Editor’s note: This is the fourth of a series of articles previewing the men’s basketball teams in the Mountain West Conference. Today, the Appeal looks at the University of Nevada.
When Eric Musselman met Mountain West media members last month, he was somewhat surprised to see the Wolf Pack was picked to repeat as conference champions.
“I thought we were underrated (my first year) and I think we’re overrated this year,” said Musselman, who guided Nevada to a 28-7 record last year along with the regular-season title, conference championship title and the school’s first NCAA appearance in 10 years.
“We have a lot of new guys; guys that haven’t played a game for us yet or haven’t had to travel in the conference.”
And, two exhibition games into the 2017-18 season, he came right out and blasted his team after a sub-par second half against Stanislaus State.
“The guys voting in the Mountain West have no idea (of what they are doing),” he said. “We are a mid to lower-level Mountain West team right now. Definitely not a step in the right direction. We have large issues, so many issues. We have to get back to the drawing board. We’re just not that good.”
Nevada is certainly a different team after losing guards Marcus Marshall and D.J. Fenner, and big man Cam Oliver, who opted to leave early for the NBA. Oliver went undrafted, was signed by the Houston Rockets, and was one of the last players cut by the Rockets.
That’s 50 points and 15 rebounds a game. Not an easy task to replace. And, don’t forget the 2-plus blocks a game Oliver contributed. That could be the real ingredient Nevada will lack moving forward.
“We are a different team,” Musselman said. “Anytime you lose all-conference players it’s big. We don’t have a rim protector. We’re going to play defense differently. We’re not going to have a center who is going to shoot 80 3s, either.”
The Pack does return two starters — junior point guard Lindsey Drew (5.9, 4.9) and junior forward Jordan Caroline (15.0, 9.2) — as well as sophomore guard Josh Hall (3.7, 2.6), senior forward Elijah Foster (12.0, 7.4 in 7 games) and sophomore walk-on guard Charlie Tooley (0.6, 0.3).
Caroline was the MVP of the Mountain West postseason tournament, and he was Nevada’s most consistent performer. His work ethic and energy made him a crowd favorite.
“Jordan had to play a lot of 5 last year,” Musselman said. “He’s a 2 or a 3. He plays with a lot of emotion and energy.

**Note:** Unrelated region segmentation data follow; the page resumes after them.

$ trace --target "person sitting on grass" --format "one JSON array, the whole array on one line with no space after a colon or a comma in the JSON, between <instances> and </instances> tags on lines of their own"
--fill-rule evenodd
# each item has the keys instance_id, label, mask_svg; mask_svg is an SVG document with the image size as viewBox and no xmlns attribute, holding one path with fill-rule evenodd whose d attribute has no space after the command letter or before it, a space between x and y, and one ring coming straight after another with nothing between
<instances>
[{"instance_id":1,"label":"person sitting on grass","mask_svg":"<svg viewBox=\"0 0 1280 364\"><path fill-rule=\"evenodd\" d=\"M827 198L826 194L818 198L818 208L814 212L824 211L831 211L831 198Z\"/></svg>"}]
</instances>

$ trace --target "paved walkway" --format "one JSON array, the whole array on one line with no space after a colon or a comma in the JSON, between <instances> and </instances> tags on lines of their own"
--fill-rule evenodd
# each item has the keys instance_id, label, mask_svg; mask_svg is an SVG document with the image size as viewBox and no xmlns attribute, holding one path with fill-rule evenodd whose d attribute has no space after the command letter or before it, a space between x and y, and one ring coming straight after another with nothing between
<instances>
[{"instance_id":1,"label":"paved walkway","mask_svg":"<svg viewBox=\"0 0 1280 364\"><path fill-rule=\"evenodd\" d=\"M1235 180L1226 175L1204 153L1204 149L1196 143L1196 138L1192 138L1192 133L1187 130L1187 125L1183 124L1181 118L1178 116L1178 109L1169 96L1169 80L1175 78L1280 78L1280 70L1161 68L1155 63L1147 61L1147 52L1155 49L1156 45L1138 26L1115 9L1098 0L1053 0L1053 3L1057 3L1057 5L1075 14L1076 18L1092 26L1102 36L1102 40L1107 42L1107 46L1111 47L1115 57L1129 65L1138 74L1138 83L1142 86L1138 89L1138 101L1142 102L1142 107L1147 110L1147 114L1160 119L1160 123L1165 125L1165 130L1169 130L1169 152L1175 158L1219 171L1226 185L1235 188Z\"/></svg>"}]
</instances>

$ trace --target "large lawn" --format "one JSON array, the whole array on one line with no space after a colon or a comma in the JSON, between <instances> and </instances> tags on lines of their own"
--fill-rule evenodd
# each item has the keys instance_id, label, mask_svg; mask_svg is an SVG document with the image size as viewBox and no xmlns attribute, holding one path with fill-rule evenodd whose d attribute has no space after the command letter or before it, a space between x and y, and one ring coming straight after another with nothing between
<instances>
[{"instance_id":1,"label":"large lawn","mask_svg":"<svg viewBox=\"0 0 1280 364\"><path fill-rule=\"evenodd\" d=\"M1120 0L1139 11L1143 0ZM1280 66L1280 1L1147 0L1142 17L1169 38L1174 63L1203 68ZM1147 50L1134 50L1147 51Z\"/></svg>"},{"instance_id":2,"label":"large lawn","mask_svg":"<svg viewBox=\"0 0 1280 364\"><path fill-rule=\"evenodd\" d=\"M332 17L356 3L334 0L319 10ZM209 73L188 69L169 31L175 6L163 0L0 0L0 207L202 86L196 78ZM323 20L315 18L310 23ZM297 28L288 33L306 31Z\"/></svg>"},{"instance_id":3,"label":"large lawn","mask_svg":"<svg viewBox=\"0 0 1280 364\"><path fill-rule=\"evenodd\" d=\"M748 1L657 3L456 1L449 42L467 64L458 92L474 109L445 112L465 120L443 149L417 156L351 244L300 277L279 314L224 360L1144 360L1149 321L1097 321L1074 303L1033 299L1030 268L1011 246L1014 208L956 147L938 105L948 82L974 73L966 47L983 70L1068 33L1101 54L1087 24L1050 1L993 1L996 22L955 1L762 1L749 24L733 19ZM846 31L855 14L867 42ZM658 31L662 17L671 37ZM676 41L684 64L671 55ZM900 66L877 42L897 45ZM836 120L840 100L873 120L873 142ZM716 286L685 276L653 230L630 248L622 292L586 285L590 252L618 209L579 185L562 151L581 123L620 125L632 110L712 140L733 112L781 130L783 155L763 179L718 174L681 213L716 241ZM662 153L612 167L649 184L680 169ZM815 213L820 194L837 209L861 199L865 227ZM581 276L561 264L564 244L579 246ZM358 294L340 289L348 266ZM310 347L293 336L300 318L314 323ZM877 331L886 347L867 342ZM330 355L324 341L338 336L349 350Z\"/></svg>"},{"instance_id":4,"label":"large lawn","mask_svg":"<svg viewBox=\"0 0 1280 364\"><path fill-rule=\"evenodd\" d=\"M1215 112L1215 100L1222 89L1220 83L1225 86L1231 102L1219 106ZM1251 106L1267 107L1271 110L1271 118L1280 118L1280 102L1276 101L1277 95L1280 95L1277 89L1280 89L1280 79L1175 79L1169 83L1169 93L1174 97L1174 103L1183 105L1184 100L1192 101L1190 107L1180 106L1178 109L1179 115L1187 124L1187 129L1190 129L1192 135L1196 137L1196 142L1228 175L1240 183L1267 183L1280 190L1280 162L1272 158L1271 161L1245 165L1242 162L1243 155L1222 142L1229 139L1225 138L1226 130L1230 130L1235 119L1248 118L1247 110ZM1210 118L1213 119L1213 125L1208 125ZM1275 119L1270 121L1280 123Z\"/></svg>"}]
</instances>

We’re going to continue to work on his perimeter game.”
Many experts felt Caroline should have been preseason Player of the Year based on how the Nevada star finished the 2016-17 season. Caroline shrugged it off, preferring to see how things play out. He certainly will be a force to be reckoned with.
In Drew, Nevada has one of the most unselfish players in the conference. Musselman has to get on Drew because he passes up too many open shots. Drew has always been a facilitator even back in his high school days. He’s the glue that holds things together.
Hall improved by leaps and bounds at the tail end of last year, and he’s enjoyed a good exhibition season. He could be a consistent double-digit scorer. He has the ability to shoot it from the outside, and he can get to the rim.
Foster could be an “X” factor. Suspended after seven games last year because of off-court issues, he’s back but has yet to regain the form he had last year when he averaged 12.7 a game.
“He was good for us last year when he played,” Musselman said. “He is going to do a lot of little things (play defense, rebound) for us.”
Musselman does have four Division I transfers — Kendall Stephens from Purdue, Hallice Cooke from Iowa State, and Cody and Caleb Martin from North Carolina State — to replace the aforementioned trio.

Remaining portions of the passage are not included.